Corporate readers trust traditional news organizations — such as the Wall Street Journal and CNN, finding them “very credible.” Legal news curators and aggregators such as JD Supra are also considered “very credible.” Accordingly, it makes sense for law firms to adapt their storytelling techniques in their content marketing.
Content marketing is already popular — 84% of chief marketing officers at law firms said they will create more content in 2014. Ironically only 29% of CMOs have appointed a content manager to oversee this strategy. Successful law firms hire an outside professional writer who is skilled at both law and journalism.
LinkedIn is a necessity, not a differentiator – The social network perceived to have the most professional relevance for lawyers has become ubiquitous across every age group surveyed. Overall, 37 percent said they had used it within the past 24 hours, more than the number who had used Facebook, Twitter and YouTube combined.
Mobile devices are always on – GCs are as mobile as any other business executives.
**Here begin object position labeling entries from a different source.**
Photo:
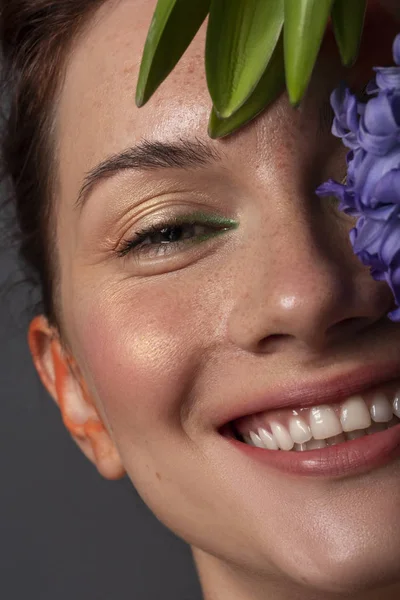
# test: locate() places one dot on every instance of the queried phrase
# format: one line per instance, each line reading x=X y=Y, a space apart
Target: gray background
x=65 y=532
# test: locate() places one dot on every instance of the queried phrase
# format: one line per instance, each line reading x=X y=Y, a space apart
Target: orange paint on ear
x=62 y=371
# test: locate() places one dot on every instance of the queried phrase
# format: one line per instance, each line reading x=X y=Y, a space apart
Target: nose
x=306 y=288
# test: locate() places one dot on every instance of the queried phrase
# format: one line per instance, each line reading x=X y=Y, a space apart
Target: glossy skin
x=157 y=346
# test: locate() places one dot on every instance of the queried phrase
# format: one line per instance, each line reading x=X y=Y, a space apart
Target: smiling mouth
x=317 y=427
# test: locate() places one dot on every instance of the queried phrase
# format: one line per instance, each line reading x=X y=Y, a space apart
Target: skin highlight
x=150 y=347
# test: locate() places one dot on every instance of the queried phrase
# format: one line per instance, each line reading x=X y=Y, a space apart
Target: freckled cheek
x=139 y=357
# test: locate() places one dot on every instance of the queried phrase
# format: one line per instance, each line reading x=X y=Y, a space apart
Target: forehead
x=97 y=115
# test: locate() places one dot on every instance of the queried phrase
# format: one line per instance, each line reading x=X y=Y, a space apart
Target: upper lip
x=320 y=390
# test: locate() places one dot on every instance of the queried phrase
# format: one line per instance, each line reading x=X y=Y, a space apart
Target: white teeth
x=324 y=422
x=336 y=439
x=282 y=436
x=376 y=427
x=256 y=440
x=396 y=404
x=299 y=430
x=268 y=439
x=354 y=435
x=381 y=411
x=300 y=447
x=315 y=444
x=354 y=414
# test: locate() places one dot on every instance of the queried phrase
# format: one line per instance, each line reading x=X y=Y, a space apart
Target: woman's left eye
x=163 y=239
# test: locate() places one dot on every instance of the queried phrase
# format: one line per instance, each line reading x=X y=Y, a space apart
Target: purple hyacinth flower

Some 46% said they accessed social media sites with tablets, such as an iPad, and 46% accessed social media sites with smart phones, like a Samsung Galaxy 5. These facts emphasize the importance that law firms use responsive design for their websites, so that they are easily viewed on screens smaller than the office computer monitor.
GCs remain largely “invisible” on social media – This year’s survey affirmed the “invisible user” phenomenon: 71 percent of survey respondents use social media in listen-only mode, while only 29 percent are disseminating information and engaging with other users. Clearly, just because in-house lawyers do not respond with comments doesn’t mean they aren’t consuming content.
Law firm blogs
It is clearly time for law firms to adopt corporate journalism, because the survey concluded that readership of law firm blogs has stopped growing. This, no doubt, is because lawyer blog posts are often indistinguishable from their complex court filings and pleadings.
Nevertheless, corporate counsel said they did read blogs:
- 65% – To get practical information and analysis in substantive areas of law.
- 47% – To complement trade publications and daily news reports.
- 18% – To link up with leading writers focusing on the industry of their company.
- 15% – To judge the capabilities of private lawyers they might hire.
- 9% – Don’t read law blogs.
To arrive at the findings, Greentarget, ALM Legal Intelligence and Zeughauser Group surveyed 189 corporate in-house counsel who identified themselves as GCs, chief legal officers, deputy or assistant GCs, in-house counsel and related titles.